さて、Webやアプリに掲載する文章が必要以上に長くなる。これはどんな組織においても見られる傾向です。書けば書くほどたくさん伝わる、と考えて、書けば書くほど読まれなくなる、という考えに至らない人はたくさんいるからです。
Webやアプリの文章を作るときの基本は、対面で話すときと変わりません。つまり、実際にお客さんがお店を訪問したときにスタッフが言うであろうことを、言うであろうタイミングで書くべきということです。このような考え方があるから、ついついお客さんに対面で話すように、過剰に丁寧に書いてしまう気持ちもわからなくはないです。しかし、
聞くのは受動的な行為、読むのは能動的な行為
という違いがあることを頭に入れておきましょう。つまり、読むのは聞くより大変だということです。聞くという行為では作業者(話す人)はサービスを提供する側だが、読むという行為においては作業者(読む人)はサービスを受ける側だということです。
したがって、サービス提供者として当然のことではありますが、訪問者の読むという負担を減らしてあげなければならないのです。とはいえ無礼になってはいけません。つまり
礼儀正しさ、分かりやすさを失わない範囲で可能な限り簡潔にする。
ということが必要なのです。具体的には次の3点を意識すればいいでしょう。
- 冗長な表現を回避する
- 過剰な丁寧さを省く
- 言うまでもなく明らかなことを言わない
例を交えて説明してみましょう。例えば動画を投稿する画面に次のような注意書きを掲載しようとしています。この文言を改善するとしたらどうなるでしょう。
初めての方は動画投稿ガイドラインを必ずお読みいただいてから、動画の投稿をお願いします。

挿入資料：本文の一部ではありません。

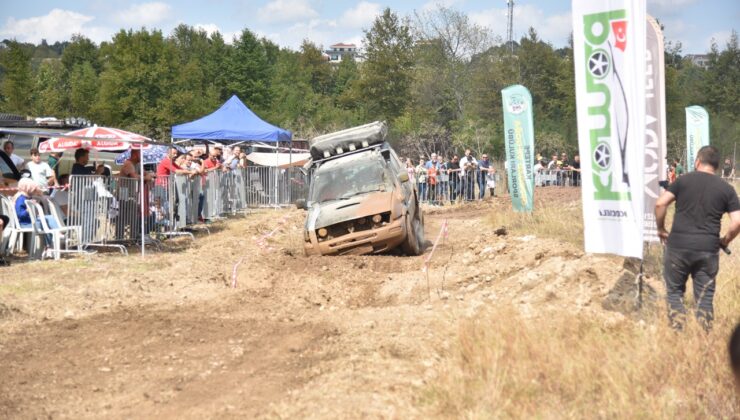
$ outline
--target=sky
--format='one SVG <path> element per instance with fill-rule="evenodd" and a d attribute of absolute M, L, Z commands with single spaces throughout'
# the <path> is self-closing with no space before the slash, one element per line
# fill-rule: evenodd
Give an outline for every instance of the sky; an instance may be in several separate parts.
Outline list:
<path fill-rule="evenodd" d="M 157 28 L 169 34 L 185 23 L 208 32 L 218 30 L 227 42 L 246 27 L 294 49 L 303 39 L 324 47 L 339 42 L 359 45 L 363 29 L 383 8 L 413 18 L 439 4 L 463 11 L 493 34 L 505 36 L 505 0 L 26 0 L 4 2 L 0 39 L 54 43 L 81 33 L 99 43 L 122 28 Z M 515 38 L 532 26 L 553 46 L 566 45 L 572 26 L 570 6 L 568 0 L 516 0 Z M 681 42 L 684 54 L 707 52 L 712 39 L 723 48 L 731 31 L 740 30 L 740 0 L 648 0 L 647 8 L 665 25 L 666 40 Z"/>

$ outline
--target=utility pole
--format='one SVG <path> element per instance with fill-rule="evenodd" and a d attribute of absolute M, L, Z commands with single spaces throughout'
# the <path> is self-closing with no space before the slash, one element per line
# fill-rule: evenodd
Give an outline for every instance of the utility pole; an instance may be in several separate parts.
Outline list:
<path fill-rule="evenodd" d="M 506 0 L 508 8 L 506 23 L 506 42 L 509 43 L 511 53 L 514 54 L 514 0 Z"/>

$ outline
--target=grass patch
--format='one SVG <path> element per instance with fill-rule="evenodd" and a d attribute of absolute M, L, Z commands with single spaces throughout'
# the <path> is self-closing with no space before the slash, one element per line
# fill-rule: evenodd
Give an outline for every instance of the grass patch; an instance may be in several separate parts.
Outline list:
<path fill-rule="evenodd" d="M 538 200 L 531 215 L 501 208 L 488 222 L 583 247 L 580 200 Z M 650 252 L 659 272 L 663 248 Z M 491 306 L 461 322 L 424 402 L 450 418 L 740 418 L 726 348 L 740 320 L 738 279 L 740 258 L 721 255 L 708 334 L 693 319 L 682 333 L 670 329 L 662 298 L 647 322 L 558 311 L 525 318 L 514 306 Z"/>
<path fill-rule="evenodd" d="M 535 235 L 557 238 L 583 247 L 583 215 L 581 201 L 550 204 L 535 199 L 532 214 L 517 213 L 511 206 L 497 208 L 489 217 L 493 227 L 506 226 L 515 235 Z"/>
<path fill-rule="evenodd" d="M 455 354 L 427 398 L 455 418 L 738 418 L 727 366 L 733 323 L 705 334 L 665 322 L 497 308 L 460 327 Z"/>

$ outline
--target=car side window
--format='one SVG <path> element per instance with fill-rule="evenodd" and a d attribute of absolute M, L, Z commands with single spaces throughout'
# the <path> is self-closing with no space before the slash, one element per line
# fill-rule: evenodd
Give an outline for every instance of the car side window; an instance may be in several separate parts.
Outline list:
<path fill-rule="evenodd" d="M 0 155 L 0 173 L 3 174 L 3 178 L 18 179 L 18 174 L 10 167 L 11 163 L 6 158 L 5 154 Z"/>

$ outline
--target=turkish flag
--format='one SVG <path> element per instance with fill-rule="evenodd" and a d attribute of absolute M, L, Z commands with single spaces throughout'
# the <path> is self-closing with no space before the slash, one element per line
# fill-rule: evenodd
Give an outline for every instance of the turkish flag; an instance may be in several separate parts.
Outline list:
<path fill-rule="evenodd" d="M 612 22 L 612 32 L 614 32 L 614 38 L 616 39 L 614 46 L 624 52 L 624 49 L 627 48 L 627 21 Z"/>

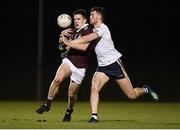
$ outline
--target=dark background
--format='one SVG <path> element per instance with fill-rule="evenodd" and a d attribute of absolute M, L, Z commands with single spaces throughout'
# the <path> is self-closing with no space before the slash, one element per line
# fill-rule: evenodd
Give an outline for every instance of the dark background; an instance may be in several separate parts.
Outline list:
<path fill-rule="evenodd" d="M 47 96 L 56 69 L 61 64 L 58 36 L 61 29 L 56 19 L 61 13 L 93 6 L 106 9 L 115 47 L 134 86 L 149 84 L 160 101 L 180 101 L 179 17 L 178 3 L 157 0 L 44 0 L 42 17 L 42 63 L 38 66 L 38 0 L 6 0 L 1 3 L 0 100 L 36 100 L 37 67 L 42 67 L 40 99 Z M 96 67 L 91 58 L 87 78 L 79 100 L 89 100 L 91 77 Z M 56 100 L 67 99 L 67 79 Z M 128 100 L 111 81 L 100 93 L 101 100 Z M 150 101 L 143 96 L 142 101 Z"/>

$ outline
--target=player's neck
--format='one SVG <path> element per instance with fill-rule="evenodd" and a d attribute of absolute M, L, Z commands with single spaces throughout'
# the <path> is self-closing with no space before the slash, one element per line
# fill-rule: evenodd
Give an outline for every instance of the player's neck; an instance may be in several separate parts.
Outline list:
<path fill-rule="evenodd" d="M 102 21 L 98 21 L 96 24 L 94 24 L 94 28 L 99 27 L 102 24 Z"/>

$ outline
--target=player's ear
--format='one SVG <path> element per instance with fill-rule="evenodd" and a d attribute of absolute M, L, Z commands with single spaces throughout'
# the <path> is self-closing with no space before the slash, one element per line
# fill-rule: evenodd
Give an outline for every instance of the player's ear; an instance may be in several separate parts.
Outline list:
<path fill-rule="evenodd" d="M 101 15 L 98 15 L 98 19 L 99 19 L 99 20 L 102 20 L 102 16 L 101 16 Z"/>
<path fill-rule="evenodd" d="M 87 19 L 84 19 L 84 23 L 87 23 Z"/>

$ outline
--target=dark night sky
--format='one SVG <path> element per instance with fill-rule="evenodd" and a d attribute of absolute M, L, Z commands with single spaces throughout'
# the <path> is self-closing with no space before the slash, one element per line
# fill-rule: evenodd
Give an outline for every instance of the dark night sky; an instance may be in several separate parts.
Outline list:
<path fill-rule="evenodd" d="M 56 23 L 58 15 L 72 15 L 78 8 L 89 12 L 93 6 L 103 6 L 106 9 L 105 23 L 112 33 L 115 47 L 123 54 L 122 60 L 132 82 L 137 85 L 150 82 L 164 101 L 180 100 L 177 47 L 180 43 L 180 10 L 176 2 L 44 0 L 43 3 L 43 96 L 46 96 L 48 85 L 61 63 L 57 49 L 61 31 Z M 7 0 L 1 6 L 0 99 L 35 99 L 38 1 Z M 106 94 L 106 89 L 103 91 Z M 171 99 L 167 99 L 169 92 L 172 93 Z"/>

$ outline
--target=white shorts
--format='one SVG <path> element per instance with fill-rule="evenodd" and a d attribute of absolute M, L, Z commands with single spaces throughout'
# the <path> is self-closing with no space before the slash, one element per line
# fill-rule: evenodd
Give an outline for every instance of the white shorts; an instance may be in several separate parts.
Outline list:
<path fill-rule="evenodd" d="M 71 73 L 72 73 L 71 76 L 70 76 L 71 80 L 74 81 L 77 84 L 81 84 L 84 77 L 85 77 L 86 69 L 85 68 L 77 68 L 67 58 L 64 58 L 62 60 L 62 64 L 66 64 L 66 65 L 68 65 L 70 67 L 70 70 L 71 70 Z"/>

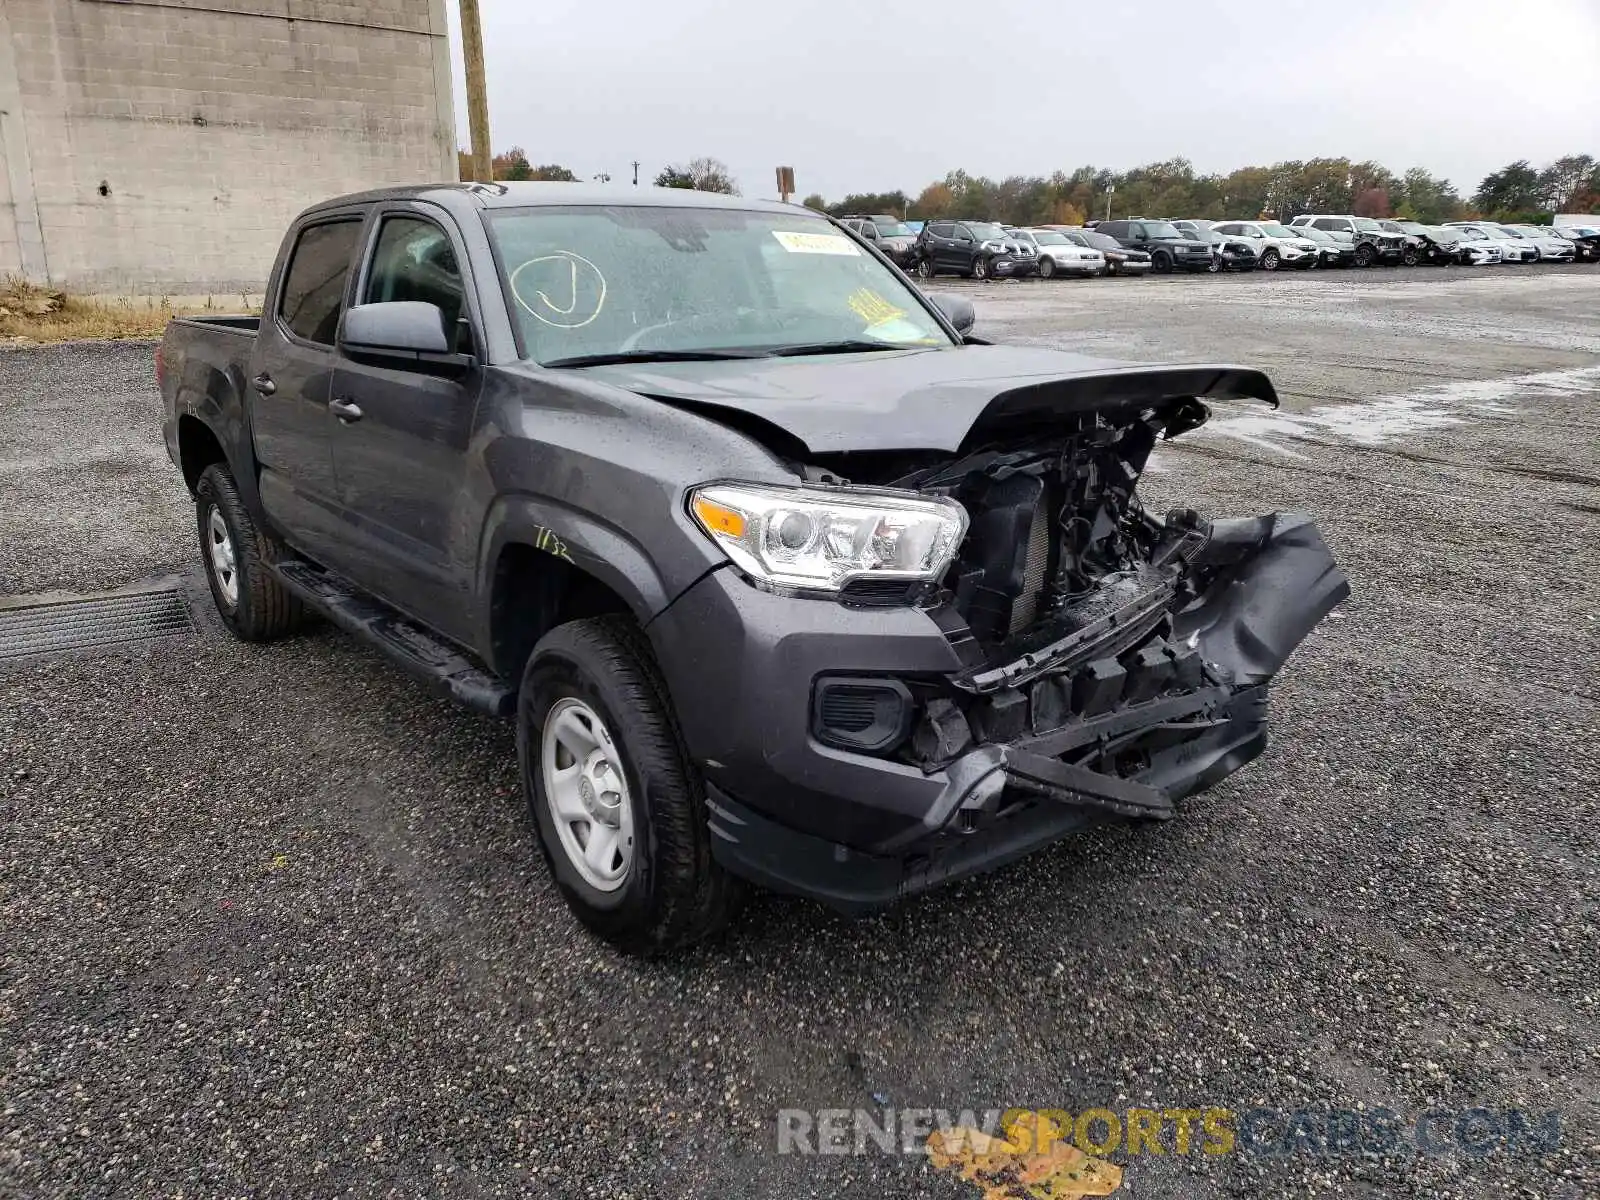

普通の会話で聞いても違和感は感じませんが、文字になると必要以上に長いと感じるのではないでしょうか。冗長なのは「動画投稿」、過剰な丁寧さと感じるのは「お読みいただいてから」と言う箇所です。以上を省いて自然のならびにすると
初めての方は、事前に必ず動画投稿ガイドラインをお読みください。
と短くまとめられるます。これだけ短くしても、特にわかりにくさや無礼さは感じないのではないでしょうか。このような細かい気配りをサービス全体で行ってこそわかりやすいサービスが出来上がるのです。
ぜひ、こんな目線で自分たちのWebサイトやサービスの文章を見直してみてください。ずっと使いやすく分かりやすいサービスになることでしょう。